Over the past few years I had many conversations with Sherak, and I have rarely encountered someone so open, such a straight shooter. Much of the time in covering Academy Awards you tend to get a lot of PR spin. I never felt that Sherak was serving up anything but the truth. Those conversations, just between us (no publicists on the line, which must have driven them crazy) were special. I knew it at the time. Tom Sherak was one of a kind. The Academy was lucky to have him. This town was lucky to have him. It’s ironic that this terrible disease would take him at only 68 years old. It was always Tom who was helping others when they were sick and finding the right doctors or medical treatment. Even through his toughest times he was there for everybody — whether you needed a doctor, a job referral or just good advice. And of course, there was the endless philanthropy, the never-ending raising of money for all sorts of causes.

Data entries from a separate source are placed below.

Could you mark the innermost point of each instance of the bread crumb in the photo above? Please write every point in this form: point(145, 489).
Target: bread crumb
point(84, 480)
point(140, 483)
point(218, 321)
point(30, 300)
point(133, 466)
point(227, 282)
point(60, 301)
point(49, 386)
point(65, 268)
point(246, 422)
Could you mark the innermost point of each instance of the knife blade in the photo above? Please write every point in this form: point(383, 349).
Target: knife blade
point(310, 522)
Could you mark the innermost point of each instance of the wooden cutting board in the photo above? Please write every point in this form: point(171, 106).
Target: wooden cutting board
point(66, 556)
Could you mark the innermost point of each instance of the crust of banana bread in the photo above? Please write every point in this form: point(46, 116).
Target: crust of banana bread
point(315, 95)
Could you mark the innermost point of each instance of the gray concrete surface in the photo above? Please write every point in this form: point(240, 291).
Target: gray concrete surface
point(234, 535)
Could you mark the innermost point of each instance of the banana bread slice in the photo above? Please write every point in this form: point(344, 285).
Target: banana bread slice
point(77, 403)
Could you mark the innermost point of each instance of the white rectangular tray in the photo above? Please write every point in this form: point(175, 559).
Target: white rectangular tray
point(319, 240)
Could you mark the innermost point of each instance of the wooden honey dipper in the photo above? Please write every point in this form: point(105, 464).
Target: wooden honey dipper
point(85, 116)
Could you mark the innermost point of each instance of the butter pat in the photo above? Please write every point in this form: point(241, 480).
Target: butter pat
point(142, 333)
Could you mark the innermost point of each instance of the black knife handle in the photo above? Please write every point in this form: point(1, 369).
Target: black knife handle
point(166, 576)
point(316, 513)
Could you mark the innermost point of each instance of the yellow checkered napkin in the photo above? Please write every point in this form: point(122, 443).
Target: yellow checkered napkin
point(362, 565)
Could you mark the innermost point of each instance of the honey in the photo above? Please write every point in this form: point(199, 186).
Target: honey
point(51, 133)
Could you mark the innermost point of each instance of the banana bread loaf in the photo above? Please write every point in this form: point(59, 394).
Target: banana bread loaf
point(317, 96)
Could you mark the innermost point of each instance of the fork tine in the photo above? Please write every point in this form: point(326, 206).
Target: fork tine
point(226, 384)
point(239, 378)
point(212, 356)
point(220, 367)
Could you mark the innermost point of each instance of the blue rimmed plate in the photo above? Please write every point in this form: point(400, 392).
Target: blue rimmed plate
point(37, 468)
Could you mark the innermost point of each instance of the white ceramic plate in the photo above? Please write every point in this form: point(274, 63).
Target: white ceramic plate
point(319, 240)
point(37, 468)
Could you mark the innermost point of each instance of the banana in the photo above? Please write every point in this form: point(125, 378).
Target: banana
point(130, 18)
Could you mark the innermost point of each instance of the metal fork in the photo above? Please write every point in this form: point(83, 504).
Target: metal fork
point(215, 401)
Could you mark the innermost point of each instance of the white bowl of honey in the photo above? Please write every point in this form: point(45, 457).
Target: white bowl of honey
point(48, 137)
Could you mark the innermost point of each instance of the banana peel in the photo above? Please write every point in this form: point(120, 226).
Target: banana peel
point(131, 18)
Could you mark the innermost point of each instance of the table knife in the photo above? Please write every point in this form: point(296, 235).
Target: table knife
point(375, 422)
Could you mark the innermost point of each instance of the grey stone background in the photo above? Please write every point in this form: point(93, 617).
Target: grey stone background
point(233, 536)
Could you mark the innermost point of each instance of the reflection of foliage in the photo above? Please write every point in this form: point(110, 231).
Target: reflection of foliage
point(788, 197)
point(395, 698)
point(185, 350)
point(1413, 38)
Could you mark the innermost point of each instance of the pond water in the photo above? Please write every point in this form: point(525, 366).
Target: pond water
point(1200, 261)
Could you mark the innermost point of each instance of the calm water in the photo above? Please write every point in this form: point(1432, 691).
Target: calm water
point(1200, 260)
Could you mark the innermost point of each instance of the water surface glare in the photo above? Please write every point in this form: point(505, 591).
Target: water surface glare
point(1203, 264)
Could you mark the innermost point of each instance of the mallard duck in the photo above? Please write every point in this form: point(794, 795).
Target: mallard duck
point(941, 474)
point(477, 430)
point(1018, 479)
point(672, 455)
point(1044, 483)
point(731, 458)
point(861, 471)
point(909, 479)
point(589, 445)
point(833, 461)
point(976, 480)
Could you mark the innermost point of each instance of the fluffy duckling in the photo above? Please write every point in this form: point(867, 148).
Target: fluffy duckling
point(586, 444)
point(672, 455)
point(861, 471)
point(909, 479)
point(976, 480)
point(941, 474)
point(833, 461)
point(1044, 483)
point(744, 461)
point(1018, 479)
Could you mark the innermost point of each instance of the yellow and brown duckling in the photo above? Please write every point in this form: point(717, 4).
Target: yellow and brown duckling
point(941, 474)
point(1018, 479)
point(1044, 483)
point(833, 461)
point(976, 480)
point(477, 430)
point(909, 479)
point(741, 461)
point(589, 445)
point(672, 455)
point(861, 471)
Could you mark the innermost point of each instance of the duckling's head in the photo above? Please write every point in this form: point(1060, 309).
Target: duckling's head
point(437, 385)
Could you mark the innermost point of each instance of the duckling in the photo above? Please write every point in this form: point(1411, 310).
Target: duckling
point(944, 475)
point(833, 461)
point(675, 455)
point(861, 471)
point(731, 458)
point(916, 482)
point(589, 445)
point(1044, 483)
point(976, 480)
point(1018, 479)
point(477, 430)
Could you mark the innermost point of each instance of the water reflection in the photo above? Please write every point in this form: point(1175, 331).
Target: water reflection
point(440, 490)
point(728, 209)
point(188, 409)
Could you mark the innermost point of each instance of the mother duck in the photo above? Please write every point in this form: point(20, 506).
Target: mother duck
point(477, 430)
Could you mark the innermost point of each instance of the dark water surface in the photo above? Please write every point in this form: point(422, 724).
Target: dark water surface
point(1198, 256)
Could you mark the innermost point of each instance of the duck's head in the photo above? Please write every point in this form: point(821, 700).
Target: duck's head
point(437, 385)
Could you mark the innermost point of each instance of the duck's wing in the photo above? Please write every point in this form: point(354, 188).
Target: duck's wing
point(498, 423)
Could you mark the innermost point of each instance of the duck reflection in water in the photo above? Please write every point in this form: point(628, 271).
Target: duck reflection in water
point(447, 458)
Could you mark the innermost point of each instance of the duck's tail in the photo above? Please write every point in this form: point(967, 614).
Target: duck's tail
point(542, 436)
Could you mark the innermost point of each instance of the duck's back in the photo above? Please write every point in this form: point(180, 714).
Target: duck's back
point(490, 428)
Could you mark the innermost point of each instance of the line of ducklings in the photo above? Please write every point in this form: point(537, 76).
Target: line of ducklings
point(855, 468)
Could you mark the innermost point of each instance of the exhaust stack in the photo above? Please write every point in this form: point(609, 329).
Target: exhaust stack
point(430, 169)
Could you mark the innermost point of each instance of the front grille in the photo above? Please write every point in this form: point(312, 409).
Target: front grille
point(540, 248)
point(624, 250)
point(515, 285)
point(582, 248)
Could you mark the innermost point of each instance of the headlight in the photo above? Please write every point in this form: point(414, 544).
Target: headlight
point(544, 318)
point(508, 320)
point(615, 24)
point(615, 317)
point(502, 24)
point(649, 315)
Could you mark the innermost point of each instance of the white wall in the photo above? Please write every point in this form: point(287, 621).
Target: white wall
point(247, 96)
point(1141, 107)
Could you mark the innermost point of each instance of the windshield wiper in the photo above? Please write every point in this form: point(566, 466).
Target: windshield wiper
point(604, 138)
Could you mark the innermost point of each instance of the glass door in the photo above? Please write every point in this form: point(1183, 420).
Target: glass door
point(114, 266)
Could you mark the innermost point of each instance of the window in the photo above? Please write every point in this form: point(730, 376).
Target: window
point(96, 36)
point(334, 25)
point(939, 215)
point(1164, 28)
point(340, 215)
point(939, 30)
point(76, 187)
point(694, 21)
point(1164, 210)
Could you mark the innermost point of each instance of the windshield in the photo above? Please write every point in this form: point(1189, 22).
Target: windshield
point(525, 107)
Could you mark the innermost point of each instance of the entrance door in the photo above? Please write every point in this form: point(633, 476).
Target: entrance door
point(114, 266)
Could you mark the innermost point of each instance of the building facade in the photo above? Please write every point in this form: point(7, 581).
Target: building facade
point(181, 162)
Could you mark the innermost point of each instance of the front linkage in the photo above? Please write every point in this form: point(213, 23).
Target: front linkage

When the Academy decided to team up with the Los Angeles County Museum of Art and move the Academy’s planned movie museum to Mid-Wilshire, Hollywood was understandably disappointed. Originally it was planned to be right there off Vine next to the Academy’s Pickford Center. In the end it became a win-win for everyone when that land was turned into Oscars Outdoors, a state-of-the-art screening space that turned into a very successful, often sold-out venue during the summer months. Sherak was thrilled at the prospect of making good for Hollywood and the community. Long before the facility was built, he even told me of his grand plan (in his mind, at least) for the opening-night program: a double feature of his two favorite films, Spartacus and Snow White And The Seven Dwarfs. “And I am going to be there selling popcorn too,” he told me with his usual excitement. Well, even though the opening film turned out to be Field Of Dreams, Tom and some former Academy Presidents were there at the concessions counter as promised. And you couldn’t help but be energized by this man’s boundless enthusiasm for anything he does.
Tom Sherak was bigger than life. And to say he will be missed, as so many are saying now, is a major understatement. He already is missed. I just hope that wherever he is right now, he’s got some popcorn and is enjoying that ever-so-Sherak double bill of Spartacus and Snow White.